My overall big-picture view remains the same. The USD will weaken and I'm looking for good medium-term entry levels back into long AUD/USD and long cable positions. My shorter-term view is a bit different and I expect some noisy sideways markets just like we have seen in the last week or so.

We've just seen AUD/JPY shorts get squeezed and technical stops above 74.60 were triggered. The big levels seem pretty clear here, with big figures at 70-77 providing support and resistance. I prefer to look for exhaustive spikes to re-launch shorts for a final test lower.

I'm a bit annoyed that I missed the buying opportunity in cable near 1.2450 but I expect to get more chances. I'm hoping to build an aggressive long position for a move into the high 1.30s.

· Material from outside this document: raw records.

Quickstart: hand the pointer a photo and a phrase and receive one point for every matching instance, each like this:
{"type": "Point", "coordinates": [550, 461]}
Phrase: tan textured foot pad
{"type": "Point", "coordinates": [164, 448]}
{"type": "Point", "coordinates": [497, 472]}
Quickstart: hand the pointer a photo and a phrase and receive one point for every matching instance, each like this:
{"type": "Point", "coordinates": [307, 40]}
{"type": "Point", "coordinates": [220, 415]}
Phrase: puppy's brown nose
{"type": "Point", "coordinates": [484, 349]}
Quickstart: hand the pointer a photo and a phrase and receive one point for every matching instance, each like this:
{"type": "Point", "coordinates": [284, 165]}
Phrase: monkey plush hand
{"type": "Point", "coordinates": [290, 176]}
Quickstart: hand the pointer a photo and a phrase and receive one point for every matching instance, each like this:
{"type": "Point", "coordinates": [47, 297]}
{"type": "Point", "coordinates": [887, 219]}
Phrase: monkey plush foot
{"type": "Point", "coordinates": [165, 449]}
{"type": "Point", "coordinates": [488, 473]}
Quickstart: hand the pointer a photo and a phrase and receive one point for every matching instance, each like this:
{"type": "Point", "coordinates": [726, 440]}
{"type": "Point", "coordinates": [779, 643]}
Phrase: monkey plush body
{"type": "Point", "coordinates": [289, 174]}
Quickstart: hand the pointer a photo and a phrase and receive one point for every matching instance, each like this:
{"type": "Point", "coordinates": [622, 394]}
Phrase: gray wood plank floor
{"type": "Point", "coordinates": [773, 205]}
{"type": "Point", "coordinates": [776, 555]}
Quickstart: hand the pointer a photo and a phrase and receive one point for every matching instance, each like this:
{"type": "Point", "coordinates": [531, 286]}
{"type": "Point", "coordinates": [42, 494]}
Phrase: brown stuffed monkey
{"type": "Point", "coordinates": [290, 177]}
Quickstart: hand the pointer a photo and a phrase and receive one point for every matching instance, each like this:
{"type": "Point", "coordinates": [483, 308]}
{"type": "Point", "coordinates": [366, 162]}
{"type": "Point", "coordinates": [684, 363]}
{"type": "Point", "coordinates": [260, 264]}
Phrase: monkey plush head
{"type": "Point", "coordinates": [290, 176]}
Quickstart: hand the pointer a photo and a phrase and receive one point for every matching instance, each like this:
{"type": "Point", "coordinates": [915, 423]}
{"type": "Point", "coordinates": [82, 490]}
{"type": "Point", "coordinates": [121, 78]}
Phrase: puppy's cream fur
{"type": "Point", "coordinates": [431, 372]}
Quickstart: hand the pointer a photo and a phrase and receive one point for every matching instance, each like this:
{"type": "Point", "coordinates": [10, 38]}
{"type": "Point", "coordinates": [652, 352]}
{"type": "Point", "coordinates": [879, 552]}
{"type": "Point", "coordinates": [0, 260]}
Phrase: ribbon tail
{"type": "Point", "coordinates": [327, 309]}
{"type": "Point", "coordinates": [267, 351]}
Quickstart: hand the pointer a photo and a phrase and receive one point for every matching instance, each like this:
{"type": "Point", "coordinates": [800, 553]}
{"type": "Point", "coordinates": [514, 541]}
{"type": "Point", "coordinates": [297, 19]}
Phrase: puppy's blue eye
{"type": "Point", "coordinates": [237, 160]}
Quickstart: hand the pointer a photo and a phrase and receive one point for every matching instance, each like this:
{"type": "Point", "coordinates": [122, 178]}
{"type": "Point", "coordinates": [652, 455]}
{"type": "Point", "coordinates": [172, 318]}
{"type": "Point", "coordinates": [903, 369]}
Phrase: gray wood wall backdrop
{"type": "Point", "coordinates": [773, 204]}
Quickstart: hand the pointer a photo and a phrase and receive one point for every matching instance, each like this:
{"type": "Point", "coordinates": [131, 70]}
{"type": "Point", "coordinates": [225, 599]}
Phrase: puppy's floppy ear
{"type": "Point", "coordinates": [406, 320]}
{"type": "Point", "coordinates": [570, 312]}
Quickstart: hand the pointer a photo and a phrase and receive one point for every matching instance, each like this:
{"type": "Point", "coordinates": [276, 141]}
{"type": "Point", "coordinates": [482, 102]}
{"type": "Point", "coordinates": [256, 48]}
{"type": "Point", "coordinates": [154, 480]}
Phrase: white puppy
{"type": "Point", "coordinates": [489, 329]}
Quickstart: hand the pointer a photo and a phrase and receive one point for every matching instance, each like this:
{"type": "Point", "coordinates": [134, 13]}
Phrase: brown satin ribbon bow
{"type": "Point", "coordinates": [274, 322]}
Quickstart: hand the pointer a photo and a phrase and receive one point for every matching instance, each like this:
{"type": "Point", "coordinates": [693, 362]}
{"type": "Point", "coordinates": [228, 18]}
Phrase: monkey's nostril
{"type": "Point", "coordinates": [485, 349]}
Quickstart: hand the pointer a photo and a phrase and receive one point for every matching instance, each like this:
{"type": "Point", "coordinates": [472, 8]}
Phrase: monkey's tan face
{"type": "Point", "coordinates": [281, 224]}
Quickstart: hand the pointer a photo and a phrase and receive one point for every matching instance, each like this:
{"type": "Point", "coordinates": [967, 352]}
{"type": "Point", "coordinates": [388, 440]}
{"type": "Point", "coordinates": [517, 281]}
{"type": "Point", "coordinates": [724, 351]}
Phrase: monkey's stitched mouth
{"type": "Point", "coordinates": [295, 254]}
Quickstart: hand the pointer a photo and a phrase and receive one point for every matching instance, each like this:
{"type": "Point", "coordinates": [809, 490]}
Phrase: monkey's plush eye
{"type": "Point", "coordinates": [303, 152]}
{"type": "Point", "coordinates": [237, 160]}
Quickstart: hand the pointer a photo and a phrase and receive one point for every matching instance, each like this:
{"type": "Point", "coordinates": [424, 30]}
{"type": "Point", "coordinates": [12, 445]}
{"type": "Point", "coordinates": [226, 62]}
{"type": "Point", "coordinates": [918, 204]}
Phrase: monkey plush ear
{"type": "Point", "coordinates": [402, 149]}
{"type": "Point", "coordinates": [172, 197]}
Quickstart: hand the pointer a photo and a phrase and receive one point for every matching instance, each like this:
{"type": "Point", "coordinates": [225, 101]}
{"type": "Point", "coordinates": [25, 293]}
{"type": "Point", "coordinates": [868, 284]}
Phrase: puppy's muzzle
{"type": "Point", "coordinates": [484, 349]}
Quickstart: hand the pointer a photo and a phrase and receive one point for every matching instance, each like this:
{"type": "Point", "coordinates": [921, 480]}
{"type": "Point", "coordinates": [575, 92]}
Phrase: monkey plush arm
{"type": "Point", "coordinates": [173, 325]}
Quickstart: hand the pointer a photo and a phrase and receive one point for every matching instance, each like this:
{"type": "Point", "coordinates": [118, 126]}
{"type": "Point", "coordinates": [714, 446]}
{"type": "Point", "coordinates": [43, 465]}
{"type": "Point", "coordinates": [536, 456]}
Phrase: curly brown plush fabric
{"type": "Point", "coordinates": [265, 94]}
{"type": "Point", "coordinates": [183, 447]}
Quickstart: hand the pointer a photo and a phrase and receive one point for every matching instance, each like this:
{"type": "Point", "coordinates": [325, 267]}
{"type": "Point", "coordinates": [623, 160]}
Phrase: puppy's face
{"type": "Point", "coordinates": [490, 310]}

AUD/USD should be s/t toppy near .71c and support should be powerful on dips to .67c. Range trading advised until the noise is over.

Ergo, trade of the moment, sell USD/JPY rallies for a move towards 102 in coming weeks.


Here comes the dip!

AUD/JPY has fallen off faster than I had anticipated which has given me my hoped-for dip in AUD/USD and cable.

It's Friday and Wall Street had another shocker overnight, which means that the risk off plays will be front and centre. I'm not exactly sure how far we can go but I hope to start picking up some AUD/USD on the approach to .6735 and my ideal entry levels for medium-term longs in cable look to be around 1.2410.

USD/JPY looks like it could fall off a cliff and I'm staying small short there and will add on the day if bearish momentum starts to build again.